All the evidence that is out there suggests that domestic abuse, and domestic violence have a massive gender imbalance in them. The victims are overwhelmingly female, and the perpetrators are overwhelmingly male. Yes, female violence exists, yes, domestic abuse can and does happen in gay and lesbian relationships too. But mostly, this is male on female violence, according to all the statistics I have ever seen.
But here’s the thing. Men who wish to speak up about male victims of domestic abuse often say that the problem is under reporting. Men don’t talk about it because they’re embarrassed. Maybe no one has ever researched this, I don’t know – if you do know of research, I’d like to hear it.
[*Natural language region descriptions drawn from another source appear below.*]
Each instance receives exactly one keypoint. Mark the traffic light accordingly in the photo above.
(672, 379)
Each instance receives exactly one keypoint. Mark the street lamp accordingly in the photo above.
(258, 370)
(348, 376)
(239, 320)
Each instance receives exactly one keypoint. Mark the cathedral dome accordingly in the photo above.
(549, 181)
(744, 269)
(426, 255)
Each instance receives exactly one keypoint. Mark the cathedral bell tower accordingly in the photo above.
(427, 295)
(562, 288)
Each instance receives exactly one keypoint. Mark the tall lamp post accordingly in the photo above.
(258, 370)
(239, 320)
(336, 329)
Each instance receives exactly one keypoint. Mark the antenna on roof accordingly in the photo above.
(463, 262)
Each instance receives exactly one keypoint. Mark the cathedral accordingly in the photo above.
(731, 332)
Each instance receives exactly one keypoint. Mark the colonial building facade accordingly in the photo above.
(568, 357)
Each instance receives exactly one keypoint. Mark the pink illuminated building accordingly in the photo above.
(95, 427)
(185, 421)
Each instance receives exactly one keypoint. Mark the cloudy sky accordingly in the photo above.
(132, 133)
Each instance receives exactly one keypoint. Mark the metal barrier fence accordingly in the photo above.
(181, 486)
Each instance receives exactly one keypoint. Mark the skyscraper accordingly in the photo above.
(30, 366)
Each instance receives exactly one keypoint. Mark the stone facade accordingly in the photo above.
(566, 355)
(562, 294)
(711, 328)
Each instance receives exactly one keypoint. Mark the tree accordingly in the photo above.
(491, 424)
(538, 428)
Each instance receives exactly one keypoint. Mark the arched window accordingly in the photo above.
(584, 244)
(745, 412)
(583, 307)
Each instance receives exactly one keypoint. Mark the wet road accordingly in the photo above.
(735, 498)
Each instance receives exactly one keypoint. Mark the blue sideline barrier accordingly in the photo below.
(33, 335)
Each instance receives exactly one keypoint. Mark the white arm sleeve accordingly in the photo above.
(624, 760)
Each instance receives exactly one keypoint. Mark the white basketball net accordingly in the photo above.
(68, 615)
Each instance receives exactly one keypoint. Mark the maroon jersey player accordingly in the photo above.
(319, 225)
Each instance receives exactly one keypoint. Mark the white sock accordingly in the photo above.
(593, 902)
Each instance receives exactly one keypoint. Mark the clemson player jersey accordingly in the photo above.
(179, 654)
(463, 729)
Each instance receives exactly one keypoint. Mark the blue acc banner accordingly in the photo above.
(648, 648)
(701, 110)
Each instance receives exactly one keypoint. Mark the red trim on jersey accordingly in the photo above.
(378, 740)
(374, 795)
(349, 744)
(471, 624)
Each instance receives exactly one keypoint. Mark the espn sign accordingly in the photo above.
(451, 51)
Under-reporting is not an exclusively male issue. Here’s why women don’t report domestic abuse reliably. They are afraid that if they speak up, they will be killed, or their children will be killed, or their family members or pets. Or that they, their children, pets etc will be violently or emotionally punished in response to them speaking out. Or that social services will take their children away. The threat of violence is a reoccurring feature in domestic abuse, even when violence is not yet present. Not a fear of social embarrassment – which, sure, is uncomfortable, but fear of potentially fatal consequences. Fear of what happens if you speak up, and the perpetrator does not go to prison, and knows where you live. Or lives with you. If their name is on the property in some way, you can’t legally change the locks. Where are you going to go to be safe? Many women don’t talk about what they’ve been through until after they have safely escaped. Trying to get out increases your risk of being killed.
When a man is killed in a domestic violence incident, it tends to make national news. Typically, two women die every week at the hands of a partner in the UK, figures from other countries seem to be about the same, or worse. It has to be especially gruesome or also involve children to make the news. It’s not really news after all, it’s commonplace. This is not about victims reporting or not reporting, this is about corpses. This is about how many bodies can be attributed to spousal violence.
So please, can we stop suggesting that hypothetical men being too embarrassed to report domestic violence is somehow comparable, and overlooked, and in need of more care and attention, than the routine murder of female abuse victims.